06Which has better profit margins — RDHL or GILD or REGN or VRTX?
Vertex Pharmaceuticals Incorporated (VRTX) is the more profitable company, earning 32.
7% net margin versus -102. 8% for RedHill Biopharma Ltd. — meaning it keeps 32. 7% of every revenue dollar as bottom-line profit. Operating margin tells a similar story: GILD leads at 39. 7% versus -181. 7% for RDHL. At the gross margin level — before operating expenses — REGN leads at 85. 4%, reflecting greater pricing power or product mix advantage. Stronger margins indicate durable pricing power, lower cost of revenue, or higher mix of software/services. They are one of the clearest signs of business quality.
07Is RDHL or GILD or REGN or VRTX more undervalued right now?
The PEG ratio (forward P/E divided by expected earnings growth rate) is the most precise measure of undervaluation relative to growth potential.
By this metric, Gilead Sciences, Inc. (GILD) is the more undervalued stock at a PEG of 0. 12x versus Vertex Pharmaceuticals Incorporated's 2. 69x. A PEG below 1. 0 is traditionally considered the threshold for growth-adjusted undervaluation. On forward earnings alone, Gilead Sciences, Inc. (GILD) trades at 15. 4x forward P/E versus 22. 2x for Vertex Pharmaceuticals Incorporated — 6. 9x cheaper on a one-year earnings basis. Analyst consensus price targets imply the most upside for VRTX: 28. 6% to $552. 80.
08Which pays a better dividend — RDHL or GILD or REGN or VRTX?
In this comparison, GILD (2.
4% yield), REGN (0. 5% yield) pay a dividend. RDHL, VRTX do not pay a meaningful dividend and should not be held primarily for income.
09Is RDHL or GILD or REGN or VRTX better for a retirement portfolio?
For long-horizon retirement investors, Gilead Sciences, Inc.
(GILD) is the stronger choice — it scores higher on the combination of lower volatility, dividend reliability, and long-term compounding (low volatility (β 0. 64), 2. 4% yield). Both have compounded well over 10 years (GILD: +84. 6%, RDHL: -100. 0%), confirming both are viable long-term holds — but the lower-volatility option typically results in less emotional selling during corrections. Retirement portfolios generally favour predictability over maximum returns.
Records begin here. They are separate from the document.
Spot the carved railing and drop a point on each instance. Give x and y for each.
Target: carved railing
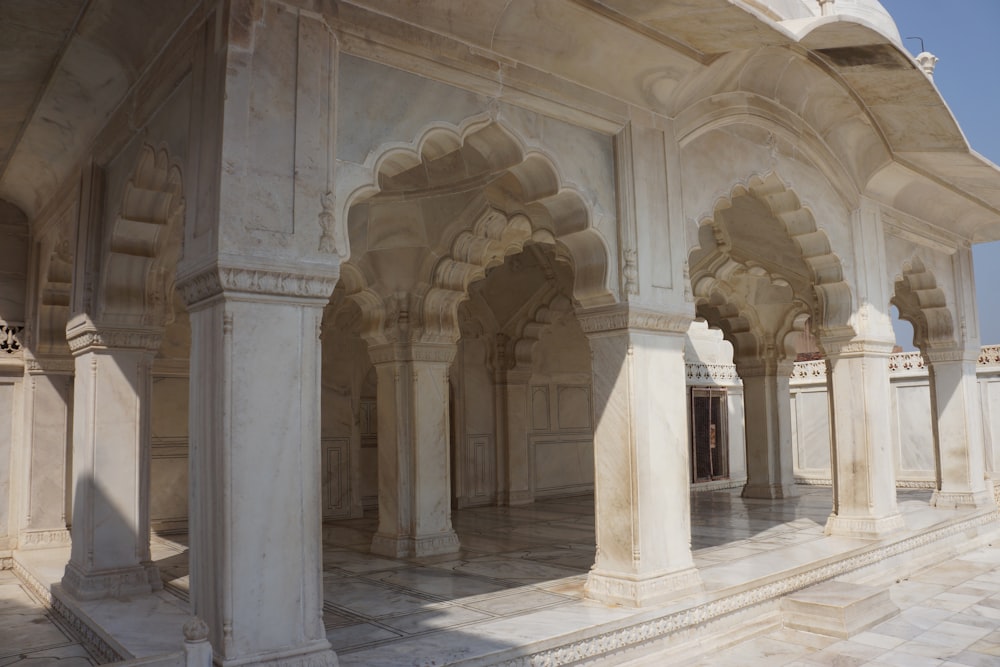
(723, 374)
(9, 344)
(989, 356)
(907, 362)
(809, 370)
(903, 363)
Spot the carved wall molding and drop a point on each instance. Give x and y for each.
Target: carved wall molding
(722, 374)
(624, 317)
(53, 365)
(43, 538)
(809, 370)
(235, 281)
(989, 356)
(113, 338)
(845, 349)
(442, 353)
(907, 362)
(10, 342)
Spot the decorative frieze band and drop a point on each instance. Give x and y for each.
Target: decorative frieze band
(989, 356)
(907, 362)
(856, 348)
(712, 373)
(809, 370)
(904, 363)
(431, 352)
(84, 335)
(218, 280)
(9, 343)
(52, 365)
(623, 317)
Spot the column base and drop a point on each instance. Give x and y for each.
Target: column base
(399, 546)
(43, 539)
(640, 591)
(314, 654)
(123, 582)
(868, 528)
(767, 491)
(960, 499)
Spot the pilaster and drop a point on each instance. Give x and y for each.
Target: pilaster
(641, 497)
(770, 471)
(512, 419)
(959, 443)
(864, 484)
(255, 524)
(413, 450)
(110, 533)
(48, 420)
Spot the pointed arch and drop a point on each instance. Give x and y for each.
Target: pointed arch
(144, 242)
(517, 197)
(831, 299)
(923, 304)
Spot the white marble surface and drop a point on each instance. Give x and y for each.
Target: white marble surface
(502, 594)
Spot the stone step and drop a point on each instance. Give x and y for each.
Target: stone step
(837, 608)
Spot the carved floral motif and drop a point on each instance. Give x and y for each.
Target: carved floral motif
(9, 342)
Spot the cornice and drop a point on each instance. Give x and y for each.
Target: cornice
(627, 318)
(83, 334)
(232, 281)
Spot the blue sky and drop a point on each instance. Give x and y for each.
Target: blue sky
(964, 35)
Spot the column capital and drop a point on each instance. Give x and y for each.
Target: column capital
(83, 334)
(205, 283)
(624, 317)
(395, 352)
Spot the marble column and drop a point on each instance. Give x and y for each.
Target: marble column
(414, 480)
(642, 464)
(111, 409)
(48, 420)
(255, 498)
(768, 417)
(864, 480)
(959, 447)
(512, 426)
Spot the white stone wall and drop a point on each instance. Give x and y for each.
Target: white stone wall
(910, 405)
(709, 362)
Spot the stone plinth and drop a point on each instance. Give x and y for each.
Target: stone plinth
(837, 609)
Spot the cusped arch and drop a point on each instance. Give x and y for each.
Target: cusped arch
(541, 319)
(144, 242)
(523, 200)
(807, 101)
(833, 299)
(923, 304)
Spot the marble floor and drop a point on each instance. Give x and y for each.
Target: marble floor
(32, 635)
(949, 617)
(519, 581)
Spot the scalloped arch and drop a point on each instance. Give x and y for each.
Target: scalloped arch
(804, 95)
(833, 297)
(540, 320)
(144, 242)
(923, 304)
(525, 201)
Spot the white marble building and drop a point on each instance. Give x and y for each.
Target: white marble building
(270, 263)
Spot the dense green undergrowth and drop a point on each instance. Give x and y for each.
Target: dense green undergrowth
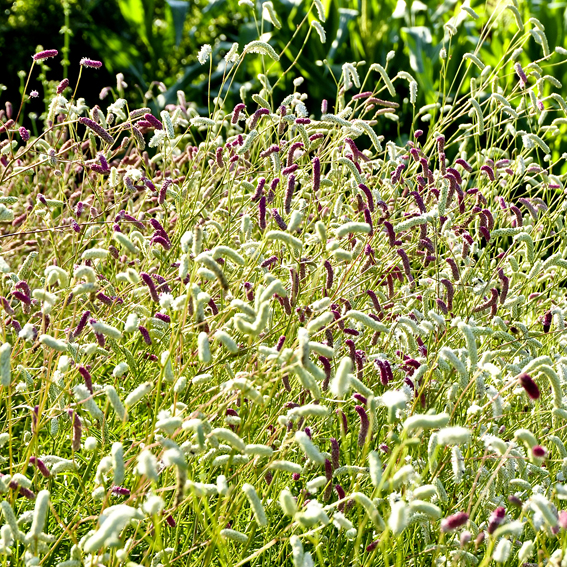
(270, 335)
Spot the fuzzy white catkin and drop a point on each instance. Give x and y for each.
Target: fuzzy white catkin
(255, 504)
(10, 518)
(147, 465)
(115, 402)
(203, 347)
(297, 553)
(117, 455)
(399, 517)
(222, 485)
(5, 364)
(137, 394)
(39, 514)
(526, 551)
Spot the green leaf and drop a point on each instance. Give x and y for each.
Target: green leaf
(179, 9)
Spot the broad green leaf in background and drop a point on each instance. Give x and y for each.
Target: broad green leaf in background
(139, 14)
(179, 9)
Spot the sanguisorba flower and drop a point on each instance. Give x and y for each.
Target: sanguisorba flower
(46, 54)
(86, 62)
(454, 522)
(204, 53)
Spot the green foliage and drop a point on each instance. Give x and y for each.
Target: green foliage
(267, 334)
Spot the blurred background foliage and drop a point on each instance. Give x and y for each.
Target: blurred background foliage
(155, 42)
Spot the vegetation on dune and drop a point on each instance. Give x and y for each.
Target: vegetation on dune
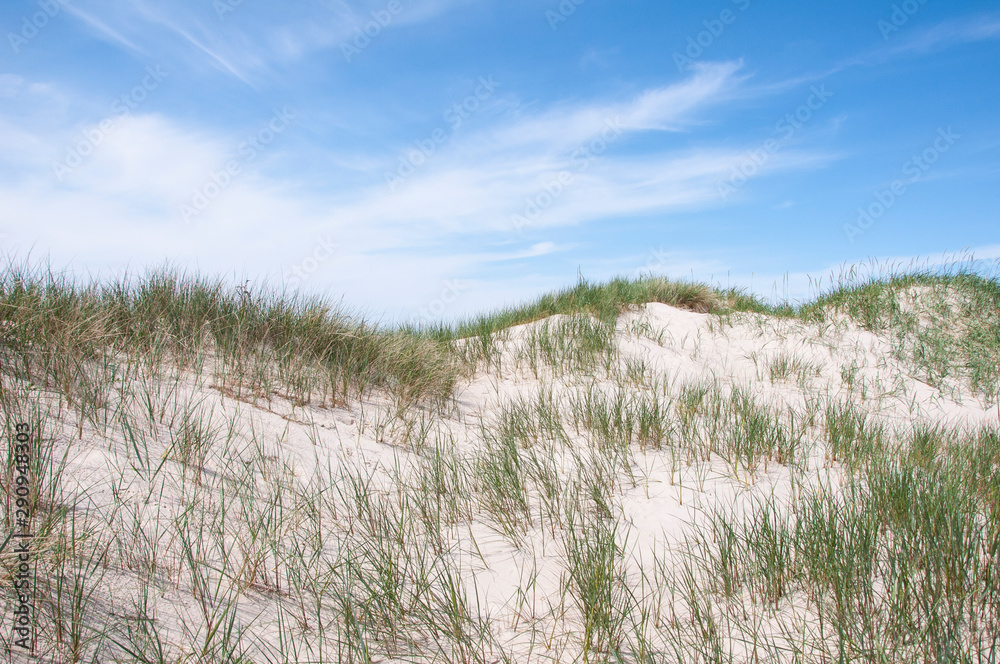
(55, 331)
(184, 532)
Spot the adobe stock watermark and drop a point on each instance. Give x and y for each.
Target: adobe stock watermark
(363, 36)
(220, 180)
(32, 25)
(562, 12)
(581, 159)
(121, 108)
(714, 28)
(900, 16)
(783, 132)
(455, 116)
(450, 292)
(324, 249)
(913, 168)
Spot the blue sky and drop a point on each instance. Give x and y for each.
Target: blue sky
(432, 158)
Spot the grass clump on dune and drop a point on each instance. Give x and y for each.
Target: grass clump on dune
(262, 343)
(605, 301)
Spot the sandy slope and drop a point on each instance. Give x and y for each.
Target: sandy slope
(659, 503)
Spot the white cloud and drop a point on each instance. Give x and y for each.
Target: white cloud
(121, 205)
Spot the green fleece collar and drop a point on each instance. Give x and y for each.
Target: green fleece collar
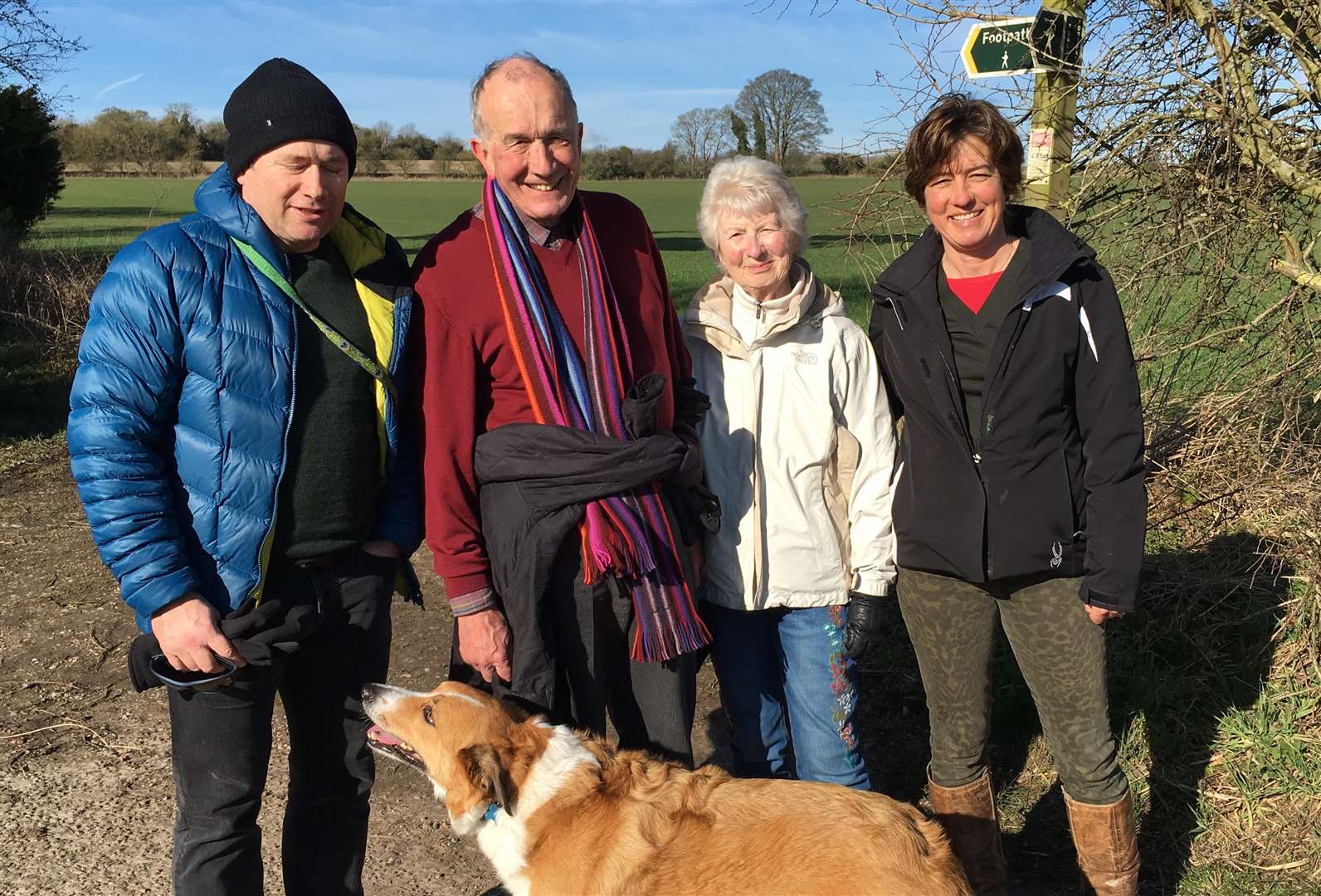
(359, 242)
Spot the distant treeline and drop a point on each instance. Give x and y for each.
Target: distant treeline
(132, 142)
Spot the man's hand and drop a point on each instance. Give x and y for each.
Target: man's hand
(484, 642)
(191, 635)
(868, 617)
(1099, 615)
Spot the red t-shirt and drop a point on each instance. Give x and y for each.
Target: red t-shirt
(466, 379)
(974, 291)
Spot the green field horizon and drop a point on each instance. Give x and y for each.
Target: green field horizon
(102, 214)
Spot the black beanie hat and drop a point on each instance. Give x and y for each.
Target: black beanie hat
(280, 102)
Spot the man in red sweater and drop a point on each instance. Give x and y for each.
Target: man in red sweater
(470, 381)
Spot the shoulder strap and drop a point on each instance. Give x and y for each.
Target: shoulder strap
(361, 358)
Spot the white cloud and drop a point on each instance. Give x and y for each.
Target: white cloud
(119, 84)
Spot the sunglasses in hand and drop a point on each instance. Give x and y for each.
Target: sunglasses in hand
(193, 681)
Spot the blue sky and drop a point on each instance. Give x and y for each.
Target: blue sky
(634, 66)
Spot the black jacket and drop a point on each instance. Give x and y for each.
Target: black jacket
(537, 479)
(1057, 485)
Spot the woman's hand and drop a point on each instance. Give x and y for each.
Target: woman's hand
(1099, 615)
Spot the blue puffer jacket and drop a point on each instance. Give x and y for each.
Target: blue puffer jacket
(184, 394)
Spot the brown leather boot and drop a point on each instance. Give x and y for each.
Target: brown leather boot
(1106, 840)
(968, 817)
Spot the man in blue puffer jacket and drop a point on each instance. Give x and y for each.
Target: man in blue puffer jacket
(238, 435)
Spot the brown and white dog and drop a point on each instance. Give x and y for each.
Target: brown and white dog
(557, 811)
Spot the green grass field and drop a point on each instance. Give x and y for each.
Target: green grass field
(1211, 686)
(102, 214)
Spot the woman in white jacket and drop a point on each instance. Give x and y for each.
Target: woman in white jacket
(799, 448)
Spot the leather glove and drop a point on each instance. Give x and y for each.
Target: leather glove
(868, 619)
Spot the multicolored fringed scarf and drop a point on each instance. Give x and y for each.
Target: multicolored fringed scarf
(626, 534)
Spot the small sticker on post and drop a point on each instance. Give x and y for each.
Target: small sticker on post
(1040, 144)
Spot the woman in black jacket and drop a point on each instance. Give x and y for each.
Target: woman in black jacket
(1020, 496)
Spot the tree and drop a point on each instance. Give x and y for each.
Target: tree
(700, 136)
(451, 149)
(178, 136)
(29, 158)
(790, 113)
(740, 129)
(212, 139)
(609, 164)
(29, 46)
(410, 139)
(758, 136)
(374, 146)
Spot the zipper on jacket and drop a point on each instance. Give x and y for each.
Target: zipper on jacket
(265, 555)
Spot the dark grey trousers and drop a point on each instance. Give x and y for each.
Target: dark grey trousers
(1062, 657)
(222, 746)
(591, 631)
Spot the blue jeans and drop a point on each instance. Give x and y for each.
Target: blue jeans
(789, 693)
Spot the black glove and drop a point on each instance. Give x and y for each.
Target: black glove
(868, 617)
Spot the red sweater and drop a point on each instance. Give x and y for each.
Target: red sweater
(464, 369)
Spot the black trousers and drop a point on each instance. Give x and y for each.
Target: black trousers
(591, 631)
(222, 746)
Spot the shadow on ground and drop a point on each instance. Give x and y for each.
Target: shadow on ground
(33, 392)
(1200, 646)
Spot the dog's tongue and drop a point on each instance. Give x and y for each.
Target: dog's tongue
(382, 737)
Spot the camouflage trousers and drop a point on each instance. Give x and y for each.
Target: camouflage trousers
(1060, 652)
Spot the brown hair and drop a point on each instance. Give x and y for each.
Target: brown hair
(954, 118)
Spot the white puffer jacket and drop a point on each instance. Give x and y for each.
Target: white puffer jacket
(799, 448)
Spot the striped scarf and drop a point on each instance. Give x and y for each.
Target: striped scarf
(626, 534)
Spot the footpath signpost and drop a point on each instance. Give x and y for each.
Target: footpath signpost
(1048, 45)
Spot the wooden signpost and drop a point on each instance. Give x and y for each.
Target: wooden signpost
(1048, 45)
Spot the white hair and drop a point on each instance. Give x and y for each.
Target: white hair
(475, 97)
(745, 185)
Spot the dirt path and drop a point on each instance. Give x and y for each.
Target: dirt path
(86, 797)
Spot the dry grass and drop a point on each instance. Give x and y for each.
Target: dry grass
(44, 299)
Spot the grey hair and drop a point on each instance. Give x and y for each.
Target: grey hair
(495, 65)
(745, 185)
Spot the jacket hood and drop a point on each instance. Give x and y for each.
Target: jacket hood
(1055, 250)
(712, 305)
(358, 240)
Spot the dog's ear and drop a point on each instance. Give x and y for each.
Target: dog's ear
(517, 708)
(484, 769)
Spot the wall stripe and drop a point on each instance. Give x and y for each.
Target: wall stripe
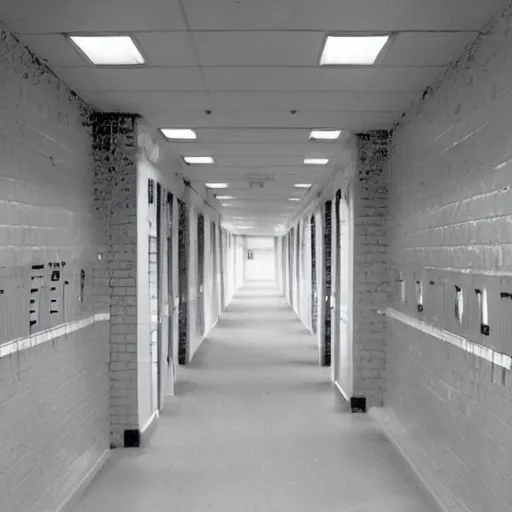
(11, 347)
(499, 359)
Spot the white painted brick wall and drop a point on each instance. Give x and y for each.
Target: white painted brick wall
(451, 207)
(54, 397)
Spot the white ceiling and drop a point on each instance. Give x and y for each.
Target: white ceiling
(251, 62)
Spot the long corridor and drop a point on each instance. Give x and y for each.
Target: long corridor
(255, 427)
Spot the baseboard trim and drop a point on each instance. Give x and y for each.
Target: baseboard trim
(356, 404)
(75, 496)
(416, 458)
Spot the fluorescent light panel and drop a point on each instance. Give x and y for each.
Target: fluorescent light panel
(216, 185)
(109, 50)
(316, 161)
(179, 134)
(198, 159)
(324, 134)
(352, 50)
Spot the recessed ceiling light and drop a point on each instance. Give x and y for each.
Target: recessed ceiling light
(216, 185)
(324, 134)
(198, 159)
(316, 161)
(352, 50)
(109, 50)
(179, 134)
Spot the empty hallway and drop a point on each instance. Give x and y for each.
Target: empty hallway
(256, 428)
(161, 160)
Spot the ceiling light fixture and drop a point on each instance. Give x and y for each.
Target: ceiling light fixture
(198, 160)
(109, 50)
(324, 134)
(316, 161)
(216, 185)
(179, 134)
(352, 50)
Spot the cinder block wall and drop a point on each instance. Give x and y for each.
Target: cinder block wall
(114, 151)
(54, 398)
(450, 223)
(370, 279)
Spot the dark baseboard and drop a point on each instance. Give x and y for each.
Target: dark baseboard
(358, 404)
(137, 438)
(131, 438)
(354, 404)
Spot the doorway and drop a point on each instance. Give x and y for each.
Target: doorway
(325, 356)
(336, 273)
(182, 282)
(314, 294)
(200, 274)
(215, 270)
(155, 292)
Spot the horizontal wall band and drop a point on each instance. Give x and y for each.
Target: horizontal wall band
(474, 271)
(11, 347)
(499, 359)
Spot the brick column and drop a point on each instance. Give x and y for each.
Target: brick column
(114, 156)
(371, 280)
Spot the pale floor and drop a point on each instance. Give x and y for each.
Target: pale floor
(255, 428)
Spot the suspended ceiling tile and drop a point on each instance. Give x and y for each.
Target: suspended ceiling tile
(258, 48)
(140, 101)
(351, 121)
(319, 79)
(40, 16)
(313, 101)
(136, 79)
(427, 49)
(339, 15)
(238, 135)
(167, 48)
(307, 149)
(55, 49)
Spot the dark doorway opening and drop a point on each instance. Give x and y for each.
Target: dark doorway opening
(325, 356)
(183, 282)
(314, 294)
(200, 275)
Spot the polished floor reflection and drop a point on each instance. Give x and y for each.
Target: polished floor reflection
(255, 428)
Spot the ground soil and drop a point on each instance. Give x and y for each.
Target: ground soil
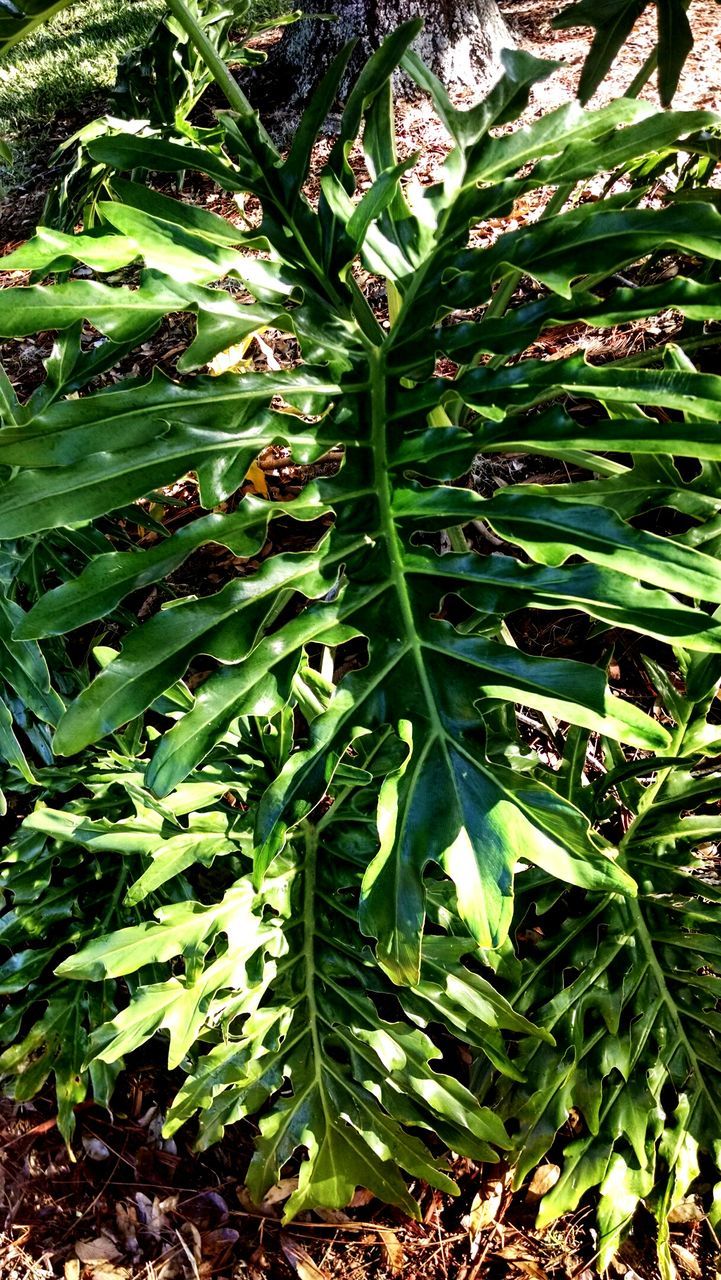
(131, 1207)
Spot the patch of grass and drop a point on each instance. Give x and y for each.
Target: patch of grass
(65, 69)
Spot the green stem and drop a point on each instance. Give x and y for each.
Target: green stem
(388, 529)
(310, 923)
(215, 64)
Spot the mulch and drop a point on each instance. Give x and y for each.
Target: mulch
(128, 1206)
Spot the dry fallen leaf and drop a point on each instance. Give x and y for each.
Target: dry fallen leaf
(301, 1261)
(544, 1178)
(687, 1211)
(95, 1148)
(484, 1208)
(393, 1249)
(101, 1249)
(278, 1193)
(518, 1256)
(687, 1261)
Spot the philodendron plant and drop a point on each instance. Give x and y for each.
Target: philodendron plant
(359, 702)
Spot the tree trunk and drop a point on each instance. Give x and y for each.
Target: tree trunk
(461, 42)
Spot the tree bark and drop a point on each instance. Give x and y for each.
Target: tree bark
(461, 42)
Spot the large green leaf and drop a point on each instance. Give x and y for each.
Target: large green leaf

Consult a financial advisor before making allocation decisions.
10What are the main differences between RDHL and GILD and REGN and VRTX?
Both stocks operate in the Healthcare sector, making this a peer-level intra-sector comparison — the same macro tailwinds and headwinds will affect both.
In terms of investment character: RDHL is a small-cap high-growth stock; GILD is a mid-cap quality compounder stock; REGN is a mid-cap deep-value stock; VRTX is a mid-cap quality compounder stock. GILD pays a dividend while RDHL, REGN, VRTX do not, making them suitable for different income and tax situations. These fundamental differences mean investors should not choose between them on a single metric — the "better stock" depends entirely on which of these characteristics aligns with your investment strategy.